島田:人間誰も最初からそうなわけじゃなくて、子どもたちを見ていれば明らかじゃないですか。本当は、いろんなことをやって、いろんなことを試して、痛い思いや熱い思いしながらも、好奇心を持ったものに飛びついていくでしょう。
だけど、何回も何回も「ダメよ」って言われたり、叱られたり、怒られたり、あるいは無視されたりを繰り返すと、やっぱり傷つくし悲しくなっていく。「じゃあ、もう言わなくていいや」って、(言わないほうがいいと)学習しているじゃないですか。それが、学習性無力感というものです。
荒木:一番あるあるなパターンが、「これからはどんどんボトムアップでアイデアを上げてくれ。どんどん取り込んでいくから」と言われて、「そうか」と思ってアイデアをあげてベシャっとやられると、むちゃくちゃ無力感の学習機会になっちゃうんですよね。

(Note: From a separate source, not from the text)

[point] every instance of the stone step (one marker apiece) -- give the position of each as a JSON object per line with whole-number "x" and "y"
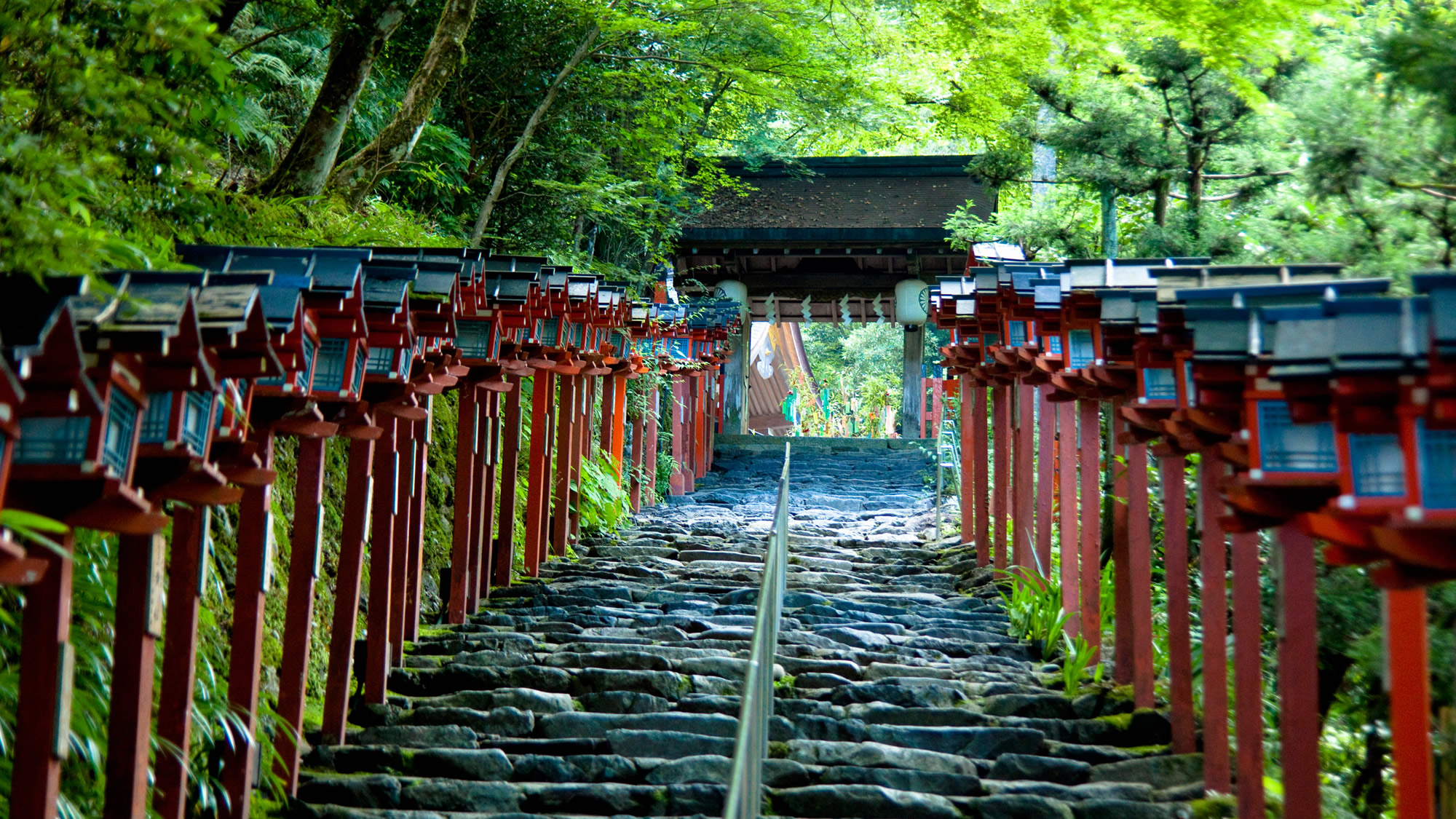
{"x": 612, "y": 685}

「あ、こういう会社?」「こういうことなのか」みたいに、次にまた同じようなことを言っても、笛吹けど踊らず状態になってしまう。
島田:人間の脳って痛みを避ける傾向があるし、やっぱり私たちは傷つくのが嫌なんです。でも逆に、喜びや成功体験、うれしいことを体験することが好きなんですよね。人間って本当にシンプルなものだから、最初の痛い体験を作らないようにしていく。ここをみんなでやったら良いのに、と思います。
荒木:その話にはまた後で戻っていきたいと思うんですが、てんちょは日本企業の空気が変わらない原因について、どんなふうにお考えになっていますか?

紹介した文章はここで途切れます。